Sunday, March 20, 2011

Apple's Cloud Music Strategy

While most music industry pundits have been predicting that music streaming would soon hit critical mass, it certainly isn't here yet even though it continues to grow. Those same pundits also declare that if Apple would change iTunes to a streaming instead of a download model tomorrow, the rest of the world would follow, which is no doubt true.

The Apple streaming anticipation has grown to a fever pitch, especially after last year's acquisition of Lala, but don't expect that to happen any time soon. Here's why.

1) Downloads are still a big business.

2) Streaming requires new license agreements with the record labels.

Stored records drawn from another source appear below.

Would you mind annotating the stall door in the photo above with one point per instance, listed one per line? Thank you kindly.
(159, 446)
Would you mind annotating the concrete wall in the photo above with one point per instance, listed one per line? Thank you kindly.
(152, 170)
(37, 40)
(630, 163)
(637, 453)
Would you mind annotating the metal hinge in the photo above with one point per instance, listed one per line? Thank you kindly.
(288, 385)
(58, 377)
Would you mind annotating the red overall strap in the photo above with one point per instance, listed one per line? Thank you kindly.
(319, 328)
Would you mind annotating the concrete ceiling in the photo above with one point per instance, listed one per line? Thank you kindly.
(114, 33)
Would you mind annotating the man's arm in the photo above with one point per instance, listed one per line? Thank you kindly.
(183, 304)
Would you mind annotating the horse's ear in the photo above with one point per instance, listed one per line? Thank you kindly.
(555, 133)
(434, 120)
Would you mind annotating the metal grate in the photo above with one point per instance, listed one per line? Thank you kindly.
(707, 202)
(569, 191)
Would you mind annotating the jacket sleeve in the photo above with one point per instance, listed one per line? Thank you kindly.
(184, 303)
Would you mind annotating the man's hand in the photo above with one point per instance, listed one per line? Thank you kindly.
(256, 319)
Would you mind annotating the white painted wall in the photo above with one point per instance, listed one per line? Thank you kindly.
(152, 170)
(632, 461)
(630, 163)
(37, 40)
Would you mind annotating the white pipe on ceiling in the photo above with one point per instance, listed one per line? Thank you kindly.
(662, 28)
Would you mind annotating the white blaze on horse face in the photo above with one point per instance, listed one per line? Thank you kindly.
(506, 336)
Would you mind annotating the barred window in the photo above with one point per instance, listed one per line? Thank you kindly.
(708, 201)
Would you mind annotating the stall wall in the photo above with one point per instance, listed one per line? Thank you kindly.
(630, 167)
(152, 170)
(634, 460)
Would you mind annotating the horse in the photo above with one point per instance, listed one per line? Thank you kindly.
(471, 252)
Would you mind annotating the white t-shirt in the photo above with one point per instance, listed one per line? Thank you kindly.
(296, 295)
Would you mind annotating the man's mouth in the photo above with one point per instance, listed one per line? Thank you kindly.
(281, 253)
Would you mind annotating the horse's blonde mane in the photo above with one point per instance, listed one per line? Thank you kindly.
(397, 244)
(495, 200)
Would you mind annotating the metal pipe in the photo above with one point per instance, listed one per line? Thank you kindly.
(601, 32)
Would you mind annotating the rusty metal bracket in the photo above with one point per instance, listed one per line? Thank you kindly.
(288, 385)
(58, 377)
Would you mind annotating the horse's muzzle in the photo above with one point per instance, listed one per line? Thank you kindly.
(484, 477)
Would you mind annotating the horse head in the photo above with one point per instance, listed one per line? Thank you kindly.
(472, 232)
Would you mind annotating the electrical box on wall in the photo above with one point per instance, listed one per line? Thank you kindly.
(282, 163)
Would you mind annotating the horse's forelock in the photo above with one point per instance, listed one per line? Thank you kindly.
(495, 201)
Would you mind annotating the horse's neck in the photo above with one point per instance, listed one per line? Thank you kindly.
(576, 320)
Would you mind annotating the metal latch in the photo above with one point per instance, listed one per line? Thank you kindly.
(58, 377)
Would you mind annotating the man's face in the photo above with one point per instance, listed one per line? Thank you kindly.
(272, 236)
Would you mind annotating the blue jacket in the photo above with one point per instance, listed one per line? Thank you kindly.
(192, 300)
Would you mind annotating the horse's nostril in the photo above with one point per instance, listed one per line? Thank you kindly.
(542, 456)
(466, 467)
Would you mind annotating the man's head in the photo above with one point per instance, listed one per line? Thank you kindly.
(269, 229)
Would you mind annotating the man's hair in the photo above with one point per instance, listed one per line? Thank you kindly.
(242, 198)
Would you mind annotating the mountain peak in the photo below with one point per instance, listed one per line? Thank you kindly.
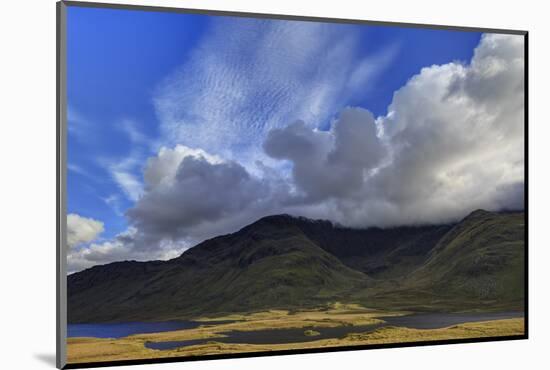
(478, 213)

But aren't there rumors abounding about Apple in new license talks with the major labels? Yes, they're having those discussions, but not for the reason you think.

Indeed, Apple will soon be announcing a new cloud service (storage via the Internet instead of on board your device), perhaps as soon as the beginning of April, but the idea is that it offers a sort of "insurance" for the end user in case her songs are wiped out on her computer, iPhone or iPod. If all your songs live in Apple's cloud, you can access them from any device instead of storing them locally (although you can do that too, or both). Hard drive died? No problem, the songs are stored in the cloud.

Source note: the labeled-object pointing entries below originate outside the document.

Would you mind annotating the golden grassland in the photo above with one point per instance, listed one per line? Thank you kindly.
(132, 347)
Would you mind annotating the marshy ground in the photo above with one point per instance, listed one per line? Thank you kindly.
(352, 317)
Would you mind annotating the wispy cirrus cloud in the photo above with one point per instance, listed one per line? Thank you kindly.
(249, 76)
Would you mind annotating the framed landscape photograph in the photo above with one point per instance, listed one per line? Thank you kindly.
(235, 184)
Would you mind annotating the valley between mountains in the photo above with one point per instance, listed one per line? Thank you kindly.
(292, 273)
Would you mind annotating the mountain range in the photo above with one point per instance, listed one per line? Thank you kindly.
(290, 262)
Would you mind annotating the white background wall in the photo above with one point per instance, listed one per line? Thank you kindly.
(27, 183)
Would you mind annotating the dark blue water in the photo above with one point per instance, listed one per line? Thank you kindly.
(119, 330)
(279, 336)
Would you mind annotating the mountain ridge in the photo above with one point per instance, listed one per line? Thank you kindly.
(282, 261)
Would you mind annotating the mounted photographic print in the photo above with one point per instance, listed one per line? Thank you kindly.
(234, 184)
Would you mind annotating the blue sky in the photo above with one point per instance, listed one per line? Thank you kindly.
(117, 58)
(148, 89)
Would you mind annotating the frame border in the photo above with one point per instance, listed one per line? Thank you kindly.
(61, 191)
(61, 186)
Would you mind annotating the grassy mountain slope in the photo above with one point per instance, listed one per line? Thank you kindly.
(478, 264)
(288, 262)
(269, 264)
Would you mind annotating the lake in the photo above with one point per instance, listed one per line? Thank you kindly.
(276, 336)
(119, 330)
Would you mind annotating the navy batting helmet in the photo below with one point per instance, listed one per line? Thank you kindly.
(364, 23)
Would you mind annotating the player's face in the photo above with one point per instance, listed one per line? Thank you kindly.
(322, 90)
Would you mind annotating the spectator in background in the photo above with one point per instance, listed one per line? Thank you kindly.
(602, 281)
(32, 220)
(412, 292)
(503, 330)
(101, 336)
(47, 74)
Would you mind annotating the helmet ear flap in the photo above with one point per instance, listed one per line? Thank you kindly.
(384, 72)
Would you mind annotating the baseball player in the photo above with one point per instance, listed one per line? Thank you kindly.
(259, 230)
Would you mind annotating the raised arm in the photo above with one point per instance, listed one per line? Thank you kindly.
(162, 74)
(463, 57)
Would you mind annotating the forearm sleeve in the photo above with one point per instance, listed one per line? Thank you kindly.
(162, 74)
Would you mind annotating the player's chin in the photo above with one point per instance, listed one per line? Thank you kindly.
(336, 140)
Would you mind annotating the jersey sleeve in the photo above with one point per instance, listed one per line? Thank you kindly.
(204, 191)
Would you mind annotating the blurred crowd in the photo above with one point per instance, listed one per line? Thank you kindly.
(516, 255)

The problem is that the record labels wanted to get paid for a second download for the cloud privilege, so Apple had to enter into new licensing discussions as a result. Who wants to buy the same music twice?

Want another good reason why you'll see an Apple cloud service soon? We'll all soon be living in a tablet world, where iPads replace laptops so you won't have as much on-board storage. But you won't need that storage either, if everything lives in the cloud. Expect Apple to call it something other than "the cloud" though. Right now, the bets are on "personal locker."